Following on from yesterday’s United Airlines post, both Kaspersky and Symantec are reporting about a hacking group that is not interested in stealing credit cards.  Instead, they are stealing corporate secrets for financial gain.  Whether they are using them for insider trading or selling them to the highest bidder, the group, whom Kaspersky calls Wild Neutron, is very good at what they do.

The group has been around since at least 2011, but came into the spotlight in 2013 with attacks against Microsoft, Apple, Facebook and Twitter, using a watering hole attack.  As the name suggests, a watering hole attack creates an attractive site which is infected with malware.  When the water buffalo (employees) come to the watering hole (infected site), their computers are infected (animals die).  This particular attack, they say, used a zero day Java vulnerability.

The group went dark for a little while after this attack was disclosed, but came back into the spotlight in 2014 with attacks on a wide range of industries: healthcare, legal, real estate, technology, investment firms and firms involved in mergers and acquisitions.

Symantec says that their investigation uncovered attacks on 49 companies in 20 countries.  Kaspersky said this group is the one that stole the Acer digital certificate that was used in a related attack.

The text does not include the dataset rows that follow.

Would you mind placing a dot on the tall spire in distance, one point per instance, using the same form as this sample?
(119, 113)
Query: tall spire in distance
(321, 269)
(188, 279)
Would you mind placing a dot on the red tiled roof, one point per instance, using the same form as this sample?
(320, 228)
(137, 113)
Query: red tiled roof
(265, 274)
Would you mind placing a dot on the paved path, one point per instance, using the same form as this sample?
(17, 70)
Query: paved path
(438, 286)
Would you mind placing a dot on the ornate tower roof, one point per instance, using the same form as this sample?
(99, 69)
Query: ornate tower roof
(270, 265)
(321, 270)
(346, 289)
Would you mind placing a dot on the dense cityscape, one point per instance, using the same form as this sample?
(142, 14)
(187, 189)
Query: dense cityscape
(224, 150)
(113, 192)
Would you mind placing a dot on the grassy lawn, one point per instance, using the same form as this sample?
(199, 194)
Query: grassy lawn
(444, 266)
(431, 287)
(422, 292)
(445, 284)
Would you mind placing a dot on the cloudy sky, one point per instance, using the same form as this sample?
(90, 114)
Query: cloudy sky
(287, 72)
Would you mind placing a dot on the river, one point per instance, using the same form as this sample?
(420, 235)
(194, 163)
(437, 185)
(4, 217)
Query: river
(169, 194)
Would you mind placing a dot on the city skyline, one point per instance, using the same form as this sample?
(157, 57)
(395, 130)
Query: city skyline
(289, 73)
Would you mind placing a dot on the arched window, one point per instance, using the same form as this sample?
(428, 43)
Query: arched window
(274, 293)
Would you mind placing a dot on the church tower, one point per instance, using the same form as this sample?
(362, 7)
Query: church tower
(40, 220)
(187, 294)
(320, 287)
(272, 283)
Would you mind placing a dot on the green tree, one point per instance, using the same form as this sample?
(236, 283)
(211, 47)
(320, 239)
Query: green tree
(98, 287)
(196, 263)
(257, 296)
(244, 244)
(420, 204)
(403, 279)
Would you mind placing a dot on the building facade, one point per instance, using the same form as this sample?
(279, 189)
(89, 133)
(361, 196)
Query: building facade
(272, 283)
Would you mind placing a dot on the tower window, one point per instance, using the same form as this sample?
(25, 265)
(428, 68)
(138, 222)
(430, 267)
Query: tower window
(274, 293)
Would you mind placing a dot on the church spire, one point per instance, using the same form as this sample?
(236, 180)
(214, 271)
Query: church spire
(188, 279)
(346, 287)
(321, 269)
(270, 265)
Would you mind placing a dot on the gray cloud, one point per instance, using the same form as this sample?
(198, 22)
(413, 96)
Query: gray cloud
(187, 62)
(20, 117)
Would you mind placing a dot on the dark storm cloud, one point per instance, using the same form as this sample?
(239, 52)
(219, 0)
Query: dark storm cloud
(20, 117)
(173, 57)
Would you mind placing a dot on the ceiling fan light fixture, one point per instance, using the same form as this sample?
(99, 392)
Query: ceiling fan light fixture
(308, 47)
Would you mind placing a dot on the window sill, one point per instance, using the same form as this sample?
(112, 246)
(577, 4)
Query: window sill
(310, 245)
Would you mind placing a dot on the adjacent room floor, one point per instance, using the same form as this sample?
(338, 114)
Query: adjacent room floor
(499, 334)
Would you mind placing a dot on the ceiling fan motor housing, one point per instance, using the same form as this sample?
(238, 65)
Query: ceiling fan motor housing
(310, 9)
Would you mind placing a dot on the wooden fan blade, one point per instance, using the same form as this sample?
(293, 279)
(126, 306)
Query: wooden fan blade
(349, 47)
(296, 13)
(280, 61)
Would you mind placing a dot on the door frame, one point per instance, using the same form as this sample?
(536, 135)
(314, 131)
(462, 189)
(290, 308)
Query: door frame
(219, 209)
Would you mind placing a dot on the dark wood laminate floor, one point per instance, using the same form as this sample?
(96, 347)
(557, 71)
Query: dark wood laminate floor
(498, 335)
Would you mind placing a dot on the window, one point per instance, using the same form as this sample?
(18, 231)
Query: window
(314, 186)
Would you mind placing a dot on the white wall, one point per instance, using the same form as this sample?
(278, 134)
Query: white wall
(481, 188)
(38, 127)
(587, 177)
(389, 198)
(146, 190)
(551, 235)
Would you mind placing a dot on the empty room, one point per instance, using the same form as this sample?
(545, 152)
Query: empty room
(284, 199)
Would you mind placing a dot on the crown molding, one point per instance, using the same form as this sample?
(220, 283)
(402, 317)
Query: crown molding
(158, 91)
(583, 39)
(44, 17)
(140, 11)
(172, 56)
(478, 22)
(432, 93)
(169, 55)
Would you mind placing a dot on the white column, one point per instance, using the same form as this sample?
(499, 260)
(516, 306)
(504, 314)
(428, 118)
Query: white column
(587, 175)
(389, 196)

The group has been able to keep their shields up, so neither research group has a lot of information about them.  They do say that they do not think they are state sponsored.

From the hacker’s viewpoint, this methodology can be very successful due to a number of reasons.

Unlike credit cards where their very first use is likely to raise alarm bells, if corporate trade secrets are stolen, likely no one will know.  In addition, since companies are not required by law to disclose this type of theft, the victim companies are likely to stay silent to avoid being embarrassed.

If the victim companies do not disclose that valuable process, engineering, manufacturing or financial data has been compromised, they will also avoid shareholder and class action lawsuits – another reason these attacks stay in the shadows.

That is, of course, if the victim is even aware that they have been hacked.  Many companies discover their credit card system has been hacked when they receive a call from Visa or a visit from the FBI.  It is highly likely that this group is outside the U.S. and in a country unfriendly to us.  If they were, for example, in Russia, and were somehow discovered by the authorities, it is more likely that they would ask for a cut than shut the group down.  After all, what’s in it for them to shut down a group that is hacking U.S. companies.

For businesses, this is a much harder class of attack to stop because there are no external tell tale warning signs.  Looking at the attack itself, the attack techniques and protection methods are no different than are used in credit card attacks.

For a business, this means that they are much less likely to know that they have been had.